Figure 6.4: Printing a tree, in preorder, inorder and postorder.

With general trees the situation is only slightly more complex. In place of two calls to printtree we need to call a second predicate print_trees which will print out sequences of trees of any length. Then the code for the recursive clause of printtree_1 becomes
  printtree_1( Label/Subtrees ) :- 
      printlabel( Label ),
      print_trees_1( Subtrees ).
Then the definition for a postorder traversal just reverses the order of the goals in the body of printtree_1. The definition of an inorder traversal is more complicated. In the first place, given a tree with, say, four subtrees, we have the option of processing the first subtree, then the label, then the rest, or else the first then the second then the label then the rest, and so on. So for example we might use a clause like
  printtree_2( Label/[LeftCorner|Rest] ) :-
      printtree_2( LeftCorner ),
      printlabel( Label ),
      print_trees_2( Rest ).
The definitions of the various print_trees_i differ only which version of printtree they call.

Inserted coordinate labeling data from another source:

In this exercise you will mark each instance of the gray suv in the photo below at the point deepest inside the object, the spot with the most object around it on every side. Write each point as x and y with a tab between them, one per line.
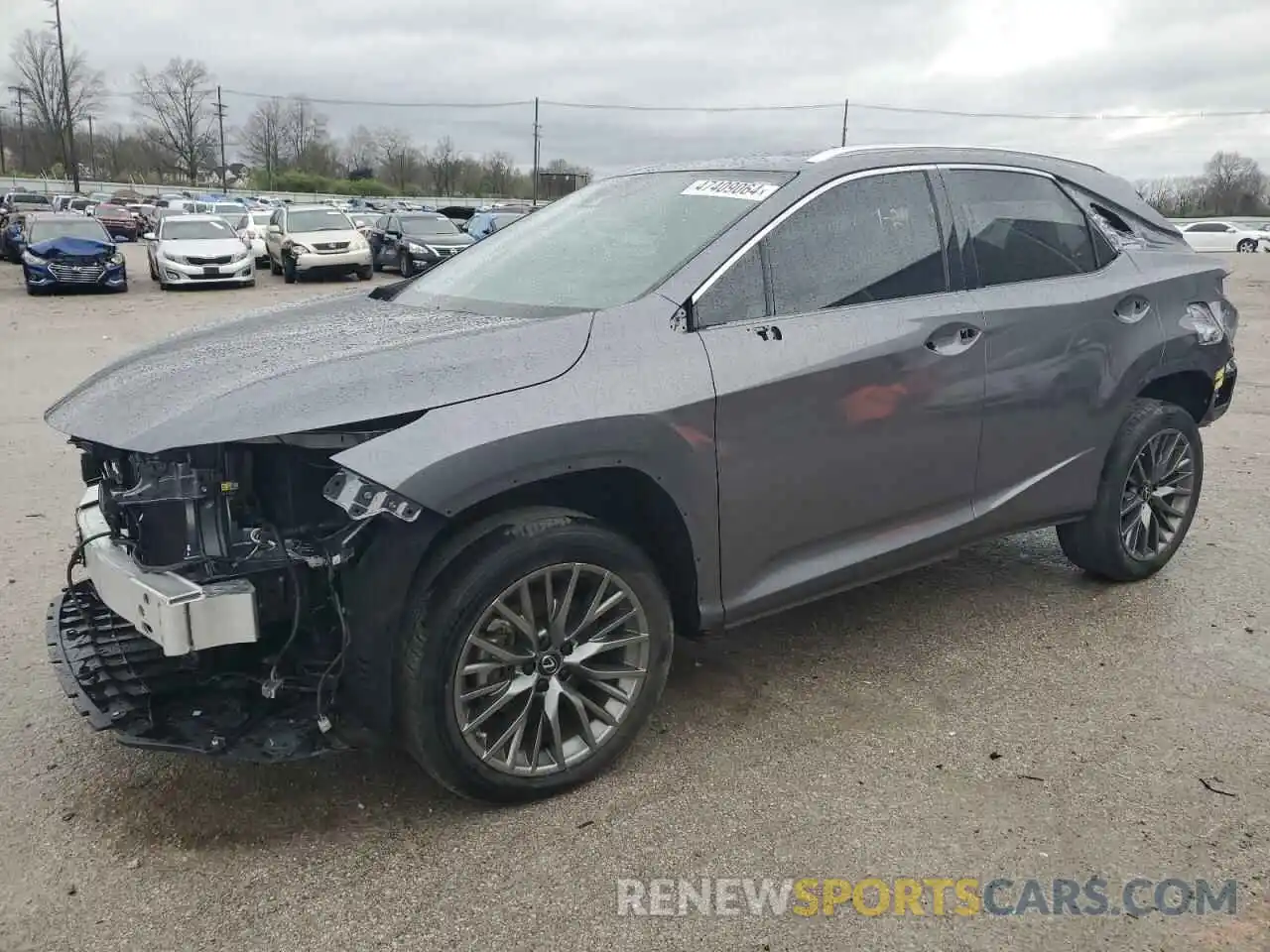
470	512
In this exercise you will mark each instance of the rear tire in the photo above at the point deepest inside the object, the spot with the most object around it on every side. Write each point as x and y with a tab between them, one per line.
1133	531
451	621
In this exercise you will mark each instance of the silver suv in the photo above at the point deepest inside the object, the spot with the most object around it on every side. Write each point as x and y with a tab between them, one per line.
471	512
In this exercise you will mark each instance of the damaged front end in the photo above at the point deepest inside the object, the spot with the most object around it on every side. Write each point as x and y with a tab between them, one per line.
214	612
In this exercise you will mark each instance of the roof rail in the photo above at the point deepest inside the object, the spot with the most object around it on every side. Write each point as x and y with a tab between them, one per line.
837	151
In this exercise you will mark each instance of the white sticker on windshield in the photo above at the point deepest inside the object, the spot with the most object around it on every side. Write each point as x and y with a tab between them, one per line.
725	188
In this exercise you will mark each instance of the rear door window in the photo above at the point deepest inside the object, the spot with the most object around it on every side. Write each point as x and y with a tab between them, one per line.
1021	226
871	239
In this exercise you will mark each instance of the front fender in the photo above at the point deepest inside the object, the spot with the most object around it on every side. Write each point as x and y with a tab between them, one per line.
608	411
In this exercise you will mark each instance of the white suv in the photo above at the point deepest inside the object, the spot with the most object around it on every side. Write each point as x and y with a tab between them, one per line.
316	239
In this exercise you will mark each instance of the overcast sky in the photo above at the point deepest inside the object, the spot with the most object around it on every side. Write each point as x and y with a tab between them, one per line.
1003	56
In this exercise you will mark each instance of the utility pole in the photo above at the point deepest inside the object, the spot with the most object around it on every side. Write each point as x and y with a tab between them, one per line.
22	130
220	119
66	95
536	150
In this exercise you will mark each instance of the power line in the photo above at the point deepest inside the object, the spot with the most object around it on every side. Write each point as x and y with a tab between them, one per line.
760	108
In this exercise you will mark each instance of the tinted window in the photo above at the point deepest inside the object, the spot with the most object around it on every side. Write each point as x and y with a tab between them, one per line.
46	229
1023	227
737	296
602	245
874	239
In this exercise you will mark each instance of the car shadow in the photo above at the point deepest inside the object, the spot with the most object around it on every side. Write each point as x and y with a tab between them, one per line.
758	679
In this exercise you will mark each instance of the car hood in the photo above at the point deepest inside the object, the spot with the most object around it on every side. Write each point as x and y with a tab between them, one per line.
72	246
321	238
440	240
286	370
208	248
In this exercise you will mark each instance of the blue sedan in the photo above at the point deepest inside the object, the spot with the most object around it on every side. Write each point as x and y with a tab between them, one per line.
66	252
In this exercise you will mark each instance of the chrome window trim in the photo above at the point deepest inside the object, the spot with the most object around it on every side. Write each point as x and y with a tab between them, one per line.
780	218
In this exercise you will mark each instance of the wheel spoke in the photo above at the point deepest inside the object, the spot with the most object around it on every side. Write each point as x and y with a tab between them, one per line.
485	690
515	689
562	615
498	652
589	649
552	711
511	738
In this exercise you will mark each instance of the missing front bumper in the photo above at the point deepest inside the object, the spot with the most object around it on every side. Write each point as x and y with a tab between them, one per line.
119	680
177	613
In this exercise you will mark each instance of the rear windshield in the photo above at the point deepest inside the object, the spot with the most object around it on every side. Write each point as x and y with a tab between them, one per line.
429	225
49	229
175	230
318	220
603	245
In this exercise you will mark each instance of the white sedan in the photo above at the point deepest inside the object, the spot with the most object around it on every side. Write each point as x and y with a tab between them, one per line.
1224	236
199	249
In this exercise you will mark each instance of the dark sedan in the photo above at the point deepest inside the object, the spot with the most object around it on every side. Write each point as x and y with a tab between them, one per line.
118	221
64	252
414	243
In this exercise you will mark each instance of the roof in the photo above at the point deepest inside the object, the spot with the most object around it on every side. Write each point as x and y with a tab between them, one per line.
864	157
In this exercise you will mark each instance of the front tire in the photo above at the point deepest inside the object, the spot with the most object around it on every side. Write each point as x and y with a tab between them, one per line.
534	658
1147	497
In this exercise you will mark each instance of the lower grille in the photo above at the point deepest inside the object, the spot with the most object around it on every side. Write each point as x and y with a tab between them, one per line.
121	680
84	273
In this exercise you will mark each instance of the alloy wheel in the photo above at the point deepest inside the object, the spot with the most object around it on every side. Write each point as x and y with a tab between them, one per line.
552	669
1157	494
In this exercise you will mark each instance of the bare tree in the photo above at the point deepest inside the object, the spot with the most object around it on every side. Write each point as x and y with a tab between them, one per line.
399	159
361	150
1233	184
444	164
498	173
261	137
177	103
303	127
37	68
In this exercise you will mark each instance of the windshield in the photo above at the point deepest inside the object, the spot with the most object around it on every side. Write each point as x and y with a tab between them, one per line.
203	229
67	227
429	225
599	246
318	220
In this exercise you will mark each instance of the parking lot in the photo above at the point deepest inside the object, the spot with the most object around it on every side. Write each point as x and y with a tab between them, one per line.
996	715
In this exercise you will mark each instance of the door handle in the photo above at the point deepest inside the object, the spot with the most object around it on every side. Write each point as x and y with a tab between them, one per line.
948	341
1132	308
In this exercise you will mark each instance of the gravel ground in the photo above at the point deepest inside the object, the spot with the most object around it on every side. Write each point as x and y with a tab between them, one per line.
994	715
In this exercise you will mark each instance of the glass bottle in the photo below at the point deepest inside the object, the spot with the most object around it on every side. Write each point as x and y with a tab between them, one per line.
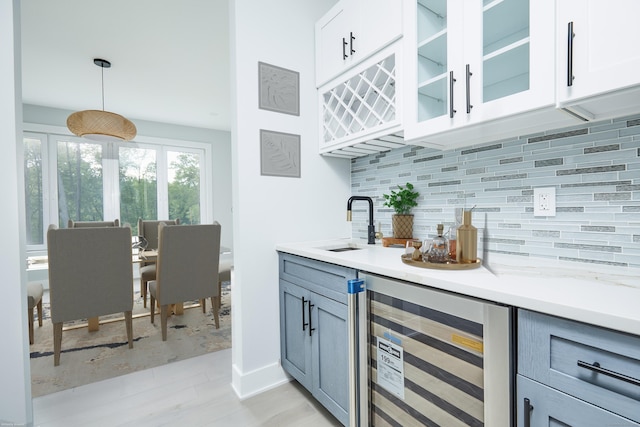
439	248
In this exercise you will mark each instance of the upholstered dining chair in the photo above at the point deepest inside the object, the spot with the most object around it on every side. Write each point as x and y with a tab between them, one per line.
77	224
187	268
90	275
149	230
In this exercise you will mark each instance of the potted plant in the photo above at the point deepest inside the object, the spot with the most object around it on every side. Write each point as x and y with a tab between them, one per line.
402	201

6.2.1  Pretty-printing Trees

A slightly more sophisticated---and extremely useful---example is the following. It ``pretty-prints'' a tree, that is, prints it in a format which reflects not only the content of the tree, but also its structure. With printtree/1 all we got was the content.

Pretty_print/1 prints out a tree as follows. We define a tab stop to be four spaces. Then each label will be printed as many tab stops from the left margin as it has ancestors in the tree. That is, the root node will be printed at the left margin (0 ancestors, 0 tab stops), its immediate subtrees will be printed 1 tab stop from the margin, and so on. For example, the tree a/[b/[c/[],d/[]],e/[]], i.e.,
will be printed as in figure 6.5.



Figure 6.5: Pretty-printer output.

We begin by defining a ``shell predicate'' pretty_print/1, which simply initializes the tab stop to zero and calls the main predicate pp_tree/2. The code is given in figure 6.6; it follows closely the data structure definition tree/1, as we would expect.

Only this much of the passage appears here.